The reviewed aether-contracts.lock.json in a consumer repository is the local trust decision. It pins the release version, annotated tag object, peeled commit, exact release URL, bundle size and SHA-256, and external manifest SHA-256. The tag object and commit provide reviewable provenance identifiers. The bundle and manifest digests provide the enforced byte identity.

GitHub tags, releases, and co-hosted checksum files are mutable distribution evidence, not a second trust root. This alpha does not yet require a Sigstore or SLSA attestation that cryptographically binds the bundle to the commit. A cache or CDN may serve only bytes already accepted by the lock digest. Consumers must not follow main, latest, a version range, or an unpinned action revision.

The lock is closed by schemas/distribution/v1alpha1/consumer-lock.schema.json. Its safety policy is fixed for this experimental line:

  • conformance_claim is distribution-only;
  • production_release is false;
  • legacy_default is true;
  • physical_control is false.

An import binds one release artifact path, one consumer destination path, and one SHA-256. A pending_import records a release artifact that the consumer has not adopted and a non-empty reason. Imported and pending source sets are disjoint. The lock’s adoption section declares the scope, required modules, and exact required release-source closure. The union of imported and pending sources must equal that closure. A partial-consumer has at least one pending source; a complete-consumer has none and imports the entire closure. Complete distribution adoption still says nothing about behavioral conformance.

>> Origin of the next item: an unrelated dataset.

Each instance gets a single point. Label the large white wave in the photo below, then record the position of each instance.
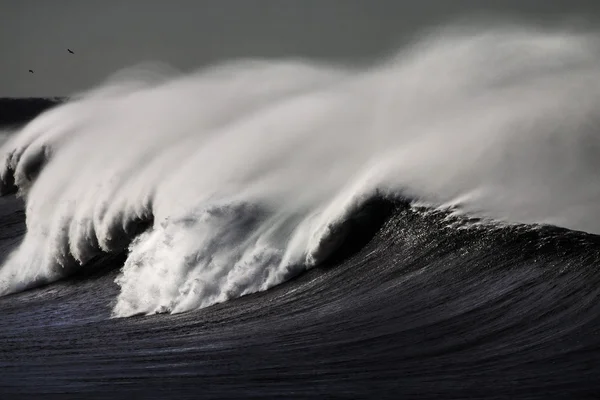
(243, 169)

The consumer commits the exact release contract-manifest.json bytes at the lock’s manifest.local_path. Offline verification checks its digest, release identity, safety declarations, artifact declarations, and every imported consumer byte. It performs no download, repair, fallback, or write.

The optional online verifier downloads only the URL named by the lock. It enforces the exact response size and SHA-256 before inspection. It parses gzip and tar in-process under the lock’s maximum compressed bytes, expanded bytes, entry count, path bytes, per-file bytes, and total regular-file bytes. It rejects absolute or escaping paths, links, devices, unsupported entry types, duplicate normalized paths, invalid checksums, malformed terminators, and any archive layout other than the one locked release root. Extraction uses private directories and files and occurs only after validation. It then verifies the manifest plus every imported and pending release-source byte. Failure is terminal; there is no fallback to a sibling checkout or consumer-local candidate.

Consumers must pin .github/actions/verify-consumer to the full 40-character peeled commit of the locked release. The composite Action passes its actual action commit to the verifier, which rejects a different revision with ACTION_COMMIT_MISMATCH. The lock path is consumer-relative and must remain inside the consumer repository. This check complements, but never replaces, the consumer’s native codec and state-machine conformance tests.